Plucking a world from the air

I know, it’s Saturday, and we don’t have any assignments from the Jeff Goins writing boot camp today, but I’m actually writing this last night (as it were) because I just couldn’t not.

I watched Finding Neverland again, you see. That film makes me cry – no, sob – every time.

The writing is beautiful, for a start:

‘Just’? What a horrible, candle-snuffing word.

The music is perfect, the direction inspired and the acting outstanding, especially by stunning little Freddie Highmore who steals every scene he’s in – no mean feat when acting alongside the likes of Johnny Depp at the height of his brilliance.

But it’s the story, the magic, the worlds created that simply snag my heart and make me yearn for such imagination and adventure for myself.

In case you don’t know the film, it’s the slightly fictionalised story of how JM Barrie wrote Peter Pan. It begins on the opening night of Mr Barrie’s new play. The theatre is a-buzz, the audience a-glitter with diamonds and anticipation, and behind a plush, red curtain we find Mr Barrie himself, pacing, peeking, tapping his cane nervously on the floor…and I’m hooked right there and then.

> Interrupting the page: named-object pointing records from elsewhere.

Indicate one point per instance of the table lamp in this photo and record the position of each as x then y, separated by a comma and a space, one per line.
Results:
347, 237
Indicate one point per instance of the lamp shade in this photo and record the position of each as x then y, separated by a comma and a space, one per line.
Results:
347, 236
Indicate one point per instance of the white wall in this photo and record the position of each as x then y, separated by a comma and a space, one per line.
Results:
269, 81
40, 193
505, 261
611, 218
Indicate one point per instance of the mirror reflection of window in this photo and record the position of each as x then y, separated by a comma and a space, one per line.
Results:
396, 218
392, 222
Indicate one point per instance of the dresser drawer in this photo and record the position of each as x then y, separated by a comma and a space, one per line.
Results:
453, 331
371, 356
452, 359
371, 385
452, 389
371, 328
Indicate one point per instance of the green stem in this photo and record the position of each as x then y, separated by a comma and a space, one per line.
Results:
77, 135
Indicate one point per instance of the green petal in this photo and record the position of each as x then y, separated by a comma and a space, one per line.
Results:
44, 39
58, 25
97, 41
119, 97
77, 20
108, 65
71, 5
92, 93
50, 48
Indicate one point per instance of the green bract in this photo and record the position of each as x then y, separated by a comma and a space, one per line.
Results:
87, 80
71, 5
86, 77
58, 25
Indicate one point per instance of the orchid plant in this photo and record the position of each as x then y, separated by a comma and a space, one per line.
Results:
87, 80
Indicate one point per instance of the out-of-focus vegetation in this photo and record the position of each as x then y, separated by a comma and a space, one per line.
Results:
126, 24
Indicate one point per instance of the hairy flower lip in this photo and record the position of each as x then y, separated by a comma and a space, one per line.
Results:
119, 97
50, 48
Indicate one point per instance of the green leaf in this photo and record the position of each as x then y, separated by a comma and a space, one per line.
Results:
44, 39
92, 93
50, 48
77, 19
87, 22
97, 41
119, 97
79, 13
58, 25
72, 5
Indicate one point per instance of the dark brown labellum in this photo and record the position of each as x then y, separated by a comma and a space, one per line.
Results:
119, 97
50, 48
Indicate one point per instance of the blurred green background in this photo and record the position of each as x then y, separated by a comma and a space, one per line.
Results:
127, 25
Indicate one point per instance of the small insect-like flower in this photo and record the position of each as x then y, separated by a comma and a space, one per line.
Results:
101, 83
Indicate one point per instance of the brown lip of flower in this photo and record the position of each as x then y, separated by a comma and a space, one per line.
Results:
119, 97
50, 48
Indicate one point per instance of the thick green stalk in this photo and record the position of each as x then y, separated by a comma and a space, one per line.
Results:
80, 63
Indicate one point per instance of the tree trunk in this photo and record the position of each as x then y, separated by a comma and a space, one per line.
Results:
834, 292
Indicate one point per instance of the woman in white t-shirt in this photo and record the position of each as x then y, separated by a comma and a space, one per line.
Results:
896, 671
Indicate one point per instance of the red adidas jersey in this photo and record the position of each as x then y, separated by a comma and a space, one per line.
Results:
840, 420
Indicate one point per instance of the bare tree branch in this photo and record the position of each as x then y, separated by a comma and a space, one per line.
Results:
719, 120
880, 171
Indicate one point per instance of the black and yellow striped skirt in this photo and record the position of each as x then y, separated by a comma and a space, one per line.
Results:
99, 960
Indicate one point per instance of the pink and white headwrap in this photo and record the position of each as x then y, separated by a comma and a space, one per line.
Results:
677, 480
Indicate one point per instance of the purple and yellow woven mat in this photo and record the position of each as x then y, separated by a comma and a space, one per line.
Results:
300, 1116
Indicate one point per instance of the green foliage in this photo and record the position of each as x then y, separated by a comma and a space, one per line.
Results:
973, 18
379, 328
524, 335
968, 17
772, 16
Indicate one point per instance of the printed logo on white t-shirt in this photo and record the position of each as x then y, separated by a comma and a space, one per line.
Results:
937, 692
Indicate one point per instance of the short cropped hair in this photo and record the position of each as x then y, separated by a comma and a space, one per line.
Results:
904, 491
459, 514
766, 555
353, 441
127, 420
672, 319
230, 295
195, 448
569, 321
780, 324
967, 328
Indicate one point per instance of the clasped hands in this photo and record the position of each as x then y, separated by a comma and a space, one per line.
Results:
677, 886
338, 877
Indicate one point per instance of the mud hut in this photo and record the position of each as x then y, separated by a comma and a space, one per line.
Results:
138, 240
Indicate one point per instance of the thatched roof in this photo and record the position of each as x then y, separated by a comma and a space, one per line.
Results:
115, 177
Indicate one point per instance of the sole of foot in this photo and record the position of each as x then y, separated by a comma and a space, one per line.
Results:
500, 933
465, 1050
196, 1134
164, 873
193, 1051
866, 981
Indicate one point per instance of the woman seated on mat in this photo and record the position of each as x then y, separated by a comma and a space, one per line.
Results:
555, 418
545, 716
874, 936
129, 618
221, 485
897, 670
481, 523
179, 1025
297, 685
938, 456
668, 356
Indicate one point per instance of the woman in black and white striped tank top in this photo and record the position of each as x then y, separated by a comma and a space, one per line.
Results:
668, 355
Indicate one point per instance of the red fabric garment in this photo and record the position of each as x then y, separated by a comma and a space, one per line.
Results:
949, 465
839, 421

I realised tonight, watching it, that that’s why I want to write plays – there’s an immediacy about their performance that you don’t get with any other kind of writing.

For a start, you’ve entrusted your words to Others to interpret. Of course, you do that with every form of writing, but a book or an article or a blog post is just between you and your reader. External factors count a bit, but when you get right down to it, they ‘hear’ your words entirely through their own filters. With a play, they’ve gone through multiple filters long before the curtain goes up. The way the director has interpreted and the actor has conveyed this, and his own interpretation may take it a million miles from your intended inflection and emphasis. Which might, of course, make it a million times better than you alone could have achieved, but might make it much worse.

Then, you get to hear and see and feel everyone’s immediate, instinctive reaction to the play. If they laugh at the right moment, your spirit soars. If they gasp at what you hoped would be a surprise, or sit in tense silence during your dramatic climax, you know you have woven your spell, and the sense of triumph is something I’ve never seen paralleled – except perhaps when watching a closely-fought tennis match or football game. Yes, having your play work is like winning Wimbledon.

And yet not, because while winning Wimbledon is an amazing achievement it is one which is gone in a moment. Winning Wimbledon means doing an existing thing – playing tennis – better than anyone else. Writing a play means conjuring up a whole world, just through the power of words, and seeing people inhabit it, respond to it and, if you’re really successful, be changed by it.

You can do that with a novel, too, but you don’t get to be in the room with 500 people inhabiting the world together with a novel. You can do it with a film, but after the première there’s never again the sense of adventure – will it work tonight? Will they believe it tonight? Will the magic be there this time round?

I want to write novels, because people read novels, and re-read them, and pass them on. I’d love to write movies, because lots of people watch movies, and they certainly get watched and watched and re-watched and discussed. But most of all I want to write plays, because even if they only get watched once, by a small group of people, who never mention it to another soul, there is still something magical about a play.

I want to pluck a world from the air and see it come alive on stage. I know I’ll spend the opening night pacing and peeking and panicking behind a plush, red curtain somewhere, but I wouldn’t miss it for the world.

I hope I’ll see you there.

3 Comments On This Topic
  1. lisarrrr
    on Jun 9th at 2:12 pm

    This is great stuff. I want to leave that kind of impact too. My husband was asking if we had an assignment from Jeff today, and I said no, but I might still work on my stuff because I have all these ideas I want to write down. Nice job!

    Reply
    • Jennie Pollock
      on Jun 11th at 3:11 pm

      Thanks! Did you work on it? I’m finding the ideas are really flowing now I’m actually giving time to writing about them!

      Reply
      • lisarrrr
        on Jun 11th at 4:17 pm

        I did a little, looking to get into it more today.